Survey: The complexity of the tax system is the main reason for Japanese investors selling off cryptocurrencies
Dec 09, 2025 14:44:14
According to BeInCrypto, a nationwide survey in Japan shows that among those who once held cryptocurrencies, 22.2% cited the complexity of the tax system as the main reason for their exit; 19.4% believed that price volatility was the primary reason. Currently, investors holding digital assets generally consider volatility (61.4%) and tax complexity (60%) as the two major challenges they face.
The report states that in Japan, cryptocurrency gains are classified as "miscellaneous income," with tax rates reaching up to 55% after local taxes are paid.
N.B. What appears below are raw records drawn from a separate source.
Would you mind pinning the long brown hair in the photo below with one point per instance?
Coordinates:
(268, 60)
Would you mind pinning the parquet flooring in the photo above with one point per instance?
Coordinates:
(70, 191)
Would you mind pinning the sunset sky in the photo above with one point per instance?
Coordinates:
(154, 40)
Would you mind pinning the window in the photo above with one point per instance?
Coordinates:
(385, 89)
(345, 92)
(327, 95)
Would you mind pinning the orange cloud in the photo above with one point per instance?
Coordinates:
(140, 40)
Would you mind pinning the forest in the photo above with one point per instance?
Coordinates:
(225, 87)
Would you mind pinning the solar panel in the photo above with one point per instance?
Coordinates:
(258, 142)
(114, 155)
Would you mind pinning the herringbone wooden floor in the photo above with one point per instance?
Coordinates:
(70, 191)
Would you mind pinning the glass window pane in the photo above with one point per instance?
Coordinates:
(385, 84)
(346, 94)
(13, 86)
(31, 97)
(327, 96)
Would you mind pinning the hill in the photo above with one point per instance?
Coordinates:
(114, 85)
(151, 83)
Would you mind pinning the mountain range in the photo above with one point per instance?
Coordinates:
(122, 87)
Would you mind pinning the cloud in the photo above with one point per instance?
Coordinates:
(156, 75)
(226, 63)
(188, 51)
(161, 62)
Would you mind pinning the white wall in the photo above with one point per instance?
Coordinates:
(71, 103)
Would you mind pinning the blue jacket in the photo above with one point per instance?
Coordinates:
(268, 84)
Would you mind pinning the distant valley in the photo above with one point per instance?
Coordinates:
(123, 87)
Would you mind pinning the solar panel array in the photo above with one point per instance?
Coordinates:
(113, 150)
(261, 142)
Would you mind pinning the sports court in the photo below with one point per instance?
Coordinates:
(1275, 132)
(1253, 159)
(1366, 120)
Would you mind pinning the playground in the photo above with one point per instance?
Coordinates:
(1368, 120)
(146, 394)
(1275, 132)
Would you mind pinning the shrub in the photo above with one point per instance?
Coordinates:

Investors must track every transaction, calculate gains and losses in yen, and report annually. For many, this cumbersome administrative work outweighs investment returns—despite 62.7% of investors stating that long-term wealth accumulation is their main reason for investing, while only 15.1% prioritize short-term speculation.
Additionally, reports indicate that the Financial Services Agency of Japan plans to reclassify 105 types of cryptocurrencies as financial products and reduce the maximum tax rate on cryptocurrency gains from as high as 55% to 20%, aligning it with stock market tax policies. This reform proposal is expected to be submitted to the Diet for legislative review in 2026.